If we were to learn any subject, and we began with an exception to the rule – without even knowing there was a rule – do you think that we would learn that subject very well? Of course not! So, let’s begin this lesson by stating a simple rule: all sounds on your bass may be played by using a left-hand finger, even if that sound is at the nut. For example, on string four, the letter E is at the nut, which may be played by using a finger, that’s the rule. Let’s think about this.
If you were asked to play fret seven of string four, you would use a finger without even being told to. In other words, you realize that you can not make a fretted sound without using a finger. That’s a given, or in Latin, a priori, which means: existing in the mind before it is actually experienced in the real world. Here’s another way to think about the rule: to play a fret is to use a finger, even when that fret is the nut!
Here’s the important part. When you play a sound at the nut and use a finger, you call the nut: fret zero. Said another way, when you think fret, you think finger. This fret and finger association is the rule. However, you may play the sound at the nut by not using a left-hand finger. In this case, you would call the nut: open. Open is the exception to the rule!
Ask any six year old what is this symbol: O. The answer will probably be: a circle! Remember, a symbol is something that represents something else and when a circle symbolizes a number it is called zero and when the circle is a symbol for a letter it is O, as in Open. Let’s read this telephone number: 555-1230. Did you read five-five-five-one-two-three and the number zero, or did you read: five-five-five-one-two-three and the letter O? Most read the letter O. Now why is that? One of my students said, O represents Operator on the telephone key pad. Good answer. However, notice that zero ends with the letter O, and many, instead of saying the whole word zero, have shortened it to just the letter O. This is interesting, calling a number a letter, because it also happens with TAB.
We have previously learned the simple definition of TAB: four horizontal lines symbolizing four strings, with fret numbers on those lines to indicate which fret on that string is to be to fingered and played. Let’s read the following TAB.
Did you read the fret numbers: one-two-two and the number zero or did you read: one-two- two and the letter O, as in Open! As Dr. Seuss might have said it: say what you mean and mean what you say. Now, let’s explore the sound at the nut.
When a sound is at the nut, and only at the nut, you may play this sound in two different ways. 1) by thinking of the nut as fret zero and applying the rule by using a left-hand a finger, or, 2) thinking of the nut as Open and applying the exception to the rule by not using a finger.

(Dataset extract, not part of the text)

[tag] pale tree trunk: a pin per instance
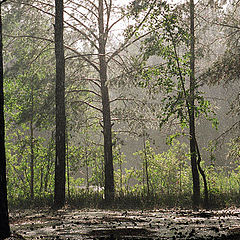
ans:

Now, here’s a trick question: How many frets are there on a 24 fret guitar? Sounds easy, but surprisingly, there are 25, 24 frets plus 1 fret zero! Here’s another way to think about it. There are 100 sounds on a 24 fret bass. Here’s the math: 4 strings X 24 frets + 4 sounds at fret zero, the nut = 100 sounds. Said another way, 4 strings X 25 frets = 100 sounds. What do you think about that – there are 25 frets on a 24 fret guitar!
Now, let’s illustrate the rule with a movable major chord. Notice that the movable form “circle four-one” major chord can play all 21 letter name major chords!
As we can see, the rule is faster because it’s more efficient because all the chords have the same fingering. In contrast, the exception to the rule, Open, is less efficient and slower because you change your left-hand fingering to play Open. But remember, one fingering is not better than the other, they’re just different, and both have their unique benefits. Viva la Difference!